The fire raged for nearly 40 hours, only being brought under control the following day at 4.02pm.
As the Resident went to press, over 400 firefighters were still spread out amongst the affected areas making sure that the flames did not reignite.
However, the way firefighting efforts were coordinated has been lambasted by Francisco Amaral.
According to the mayor, firefighting helicopters and planes should never have withdrawn after the fire was brought under control the first time.
He also said that the statements made on Tuesday by Secretary of State for Civil Protection, Patrícia Gaspar – who said that the firefighting efforts were “positive” as only 6,700 hectares of land were destroyed out of the 20,000 that were at risk – were “superficial and misleading”.
Not included in the mayor’s criticism were the more than 600 firefighters, police officers, Portuguese Red Cross members, INEM emergency workers, forestry and nature institute (ICNF) staff and charity association volunteers who played a “huge role” in stopping the flames.
The local council also thanked the citizens and businesses who have come forth with donations to help firefighting forces and those affected by the fires.
The East Algarve Walking Football team, for example, donated around €600-worth of food and water to the firefighters of Alcoutim.
ICNF to investigate death of 14 animals
One horror story that emerged in the wake of the wildfire was the death of at least 14 dogs at an illegal kennel in Santa Rita (Vila Real de Santo António) which was consumed by the flames. An investigation into the horrific event has been launched by the national forest and nature conservation institute (ICNF), which will attempt to understand how this illegal kennel was allowed to operate.
The alarm was sounded by political party PAN, which said that local authorities were already aware of the kennel’s existence – a statement denied by VRSA Mayor Luís Romão, who told Lusa news agency that the council first heard about it after the shocking incident.
He added that the council was involved in the rescue operations which removed nearly 200 animals (80 dogs and 110 cats) from the Castro Marim and VRSA inter-municipal kennel, and that the same could have been done for this kennel had the council known about it.

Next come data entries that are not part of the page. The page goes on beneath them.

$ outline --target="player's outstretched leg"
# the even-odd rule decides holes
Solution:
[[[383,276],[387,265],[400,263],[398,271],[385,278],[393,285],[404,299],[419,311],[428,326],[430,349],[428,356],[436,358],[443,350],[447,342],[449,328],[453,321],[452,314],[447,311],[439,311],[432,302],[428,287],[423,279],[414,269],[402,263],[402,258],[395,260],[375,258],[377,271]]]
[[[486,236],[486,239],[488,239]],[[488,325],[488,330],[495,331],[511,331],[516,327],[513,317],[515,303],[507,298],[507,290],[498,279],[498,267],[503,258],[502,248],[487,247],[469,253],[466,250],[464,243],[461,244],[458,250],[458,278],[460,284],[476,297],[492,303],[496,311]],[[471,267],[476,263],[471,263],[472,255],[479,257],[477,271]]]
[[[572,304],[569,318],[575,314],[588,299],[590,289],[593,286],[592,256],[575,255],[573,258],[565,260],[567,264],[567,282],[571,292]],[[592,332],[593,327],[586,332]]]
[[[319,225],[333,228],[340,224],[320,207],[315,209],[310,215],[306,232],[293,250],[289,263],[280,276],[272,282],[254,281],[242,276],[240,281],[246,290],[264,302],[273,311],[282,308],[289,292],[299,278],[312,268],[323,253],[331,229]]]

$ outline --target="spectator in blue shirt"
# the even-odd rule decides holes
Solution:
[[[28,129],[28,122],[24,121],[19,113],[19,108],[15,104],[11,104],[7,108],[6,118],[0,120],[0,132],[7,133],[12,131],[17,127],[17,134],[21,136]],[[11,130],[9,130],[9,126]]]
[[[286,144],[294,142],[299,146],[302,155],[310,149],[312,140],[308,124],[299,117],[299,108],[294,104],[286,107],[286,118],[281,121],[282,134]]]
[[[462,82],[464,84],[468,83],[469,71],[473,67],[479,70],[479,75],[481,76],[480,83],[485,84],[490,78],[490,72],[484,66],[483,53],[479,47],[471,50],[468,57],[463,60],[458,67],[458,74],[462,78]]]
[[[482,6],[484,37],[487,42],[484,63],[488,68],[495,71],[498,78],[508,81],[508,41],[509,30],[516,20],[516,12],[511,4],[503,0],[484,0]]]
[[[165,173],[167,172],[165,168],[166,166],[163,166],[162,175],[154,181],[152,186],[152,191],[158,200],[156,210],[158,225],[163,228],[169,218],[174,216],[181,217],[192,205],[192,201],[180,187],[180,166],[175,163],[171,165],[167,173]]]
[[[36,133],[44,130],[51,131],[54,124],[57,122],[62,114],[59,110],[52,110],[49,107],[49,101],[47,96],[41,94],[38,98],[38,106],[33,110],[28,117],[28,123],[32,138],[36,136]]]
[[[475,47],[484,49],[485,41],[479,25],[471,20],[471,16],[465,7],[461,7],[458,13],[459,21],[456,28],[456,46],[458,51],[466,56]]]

Alice Gil, a local resident, told Observador newspaper that the illegal kennel had been there “for years”. She said she warned its owners to check on the dogs due to the fire, but they reportedly claimed that they were barred by GNR police from reaching it.
But the local mayor has doubts about this version of events. “They probably did not tell GNR that they wanted to get through to rescue the animals. If they had, efforts would have been made to rescue them,” he told Observador.
Meanwhile, PAN has said it will file a criminal complaint with the Public Prosecutor’s office to determine the “circumstances that led to this outcome”.
“Another policy for forests and the rural world is needed”
The regional delegation of communist party PCP believes that the Castro Marim wildfire has proven that a “new policy for forests and the rural world is needed”.
The gist of their argument is that the government must create conditions for people to live and work in rural areas – which remain scarcely populated and, in some cases, practically abandoned.
As it points out, “without people, it is not possible to manage forests.
“What this fire has shown yet again is that despite the several announcements and legislative changes that have been made (…) all that it continues to take is a few days of stronger heat to spark very large fires,” the party said.